Nie musicie nas ratować, gdy zastanawiacie się, czy zostałyśmy oszukane i „czy nasza naiwność nie została wykorzystana”. Jesteśmy aktywistkami. Działamy w interesie ludzi, w tym nas samych. Nie partii. I próbujemy różnych ścieżek − z pełną świadomością ryzyka.
Organizujemy Strajk Kryzysowy, bo zostałyśmy postawione pod ścianą. Politycy nie robią nic, by rozwiązać kryzysy, które piętrzą się na skutek lat ich bezczynności i ignorancji. Idziemy na ten protest, bo mamy dość państwa, które służy jedynie samym rządzącym, bogatszym i silniejszym; bo cisza wokół prawdziwych źródeł kryzysów – zarówno rosyjskiej wojny w Ukrainie, jak i kryzysu energetycznego – jest kuriozalna. Popularyzacja danych naukowych przyczyniła się do tego, że sondaże mówią wprost – Polki i Polacy są gotowi, by podjąć wyzwanie zielonej transformacji, pod warunkiem że tym razem naprawdę będzie sprawiedliwa. Ale żeby taka była faktycznie, musi zabierać na pokład nas wszystkich – miasto i wieś.
Siła w ręce ludzi
Kiedy 24 lutego bomby zaczęły spadać na Kijów, zmieniło się dla nas wszystko. Obie działałyśmy już w ramach ruchu klimatycznego. Obie zdawałyśmy sobie sprawę, jak przerażający jest kryzys klimatyczny – wynik naszego aktualnego systemu, w którym gospodarka opiera się na paliwach kopalnych, a politycy podejmują decyzję całkowicie, nie licząc się z ich tragicznymi dla ludzi konsekwencjami.
czytaj także
Jednak do 24 lutego kryzys klimatyczny i przerażenie naszym światem były kwestią przyszłości – która oczywiście stała dla nas pod wielkim znakiem zapytania – ale nie „konkretnego teraz”. Po tym czwartkowym poranku zmartwienie przyszłością i katastrofą klimatyczną odeszło na dalszy plan. Nagle okazało się, że nasza zależność od paliw kopalnych finansuje brutalność, której „nigdy więcej” już w Europie miało nie być.

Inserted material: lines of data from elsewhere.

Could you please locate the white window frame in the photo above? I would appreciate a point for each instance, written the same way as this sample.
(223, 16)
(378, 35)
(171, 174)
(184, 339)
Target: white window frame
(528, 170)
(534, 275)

Okazało się, że obietnica o Europie jako o gwarancie pokoju była pustą wydmuszką, podszytą dekadami biznesów z dyktaturami z różnych części świata – w tym przede wszystkim z Rosją. Od tamtego poranka skończyło się myślenie o przyszłości, a zaczęła się trudna walka o zapewnienie jakiegokolwiek bezpieczeństwa jak największej liczbie ludzi – w obliczu wojny w Ukrainie i kryzysu energetycznego, który jest wypadkową uzależnienia nas od Putina i opóźniania transformacji energetycznej.
Wyzwanie jest ogromne i popycha nas w kierunki, których nigdy byśmy się nie spodziewały. To proste, by robić rzeczy z osobami, z którymi się lubimy, mówić o pełnej nadziei przyszłości. Ale to, czego potrzebujemy w tym momencie, to rewolucja. A rewolucyjne jest szukanie tego, co nas łączy, i zawiązywanie sojuszy, które dla naszego wspólnego przeciwnika mogą okazać się prawdziwie destrukcyjne.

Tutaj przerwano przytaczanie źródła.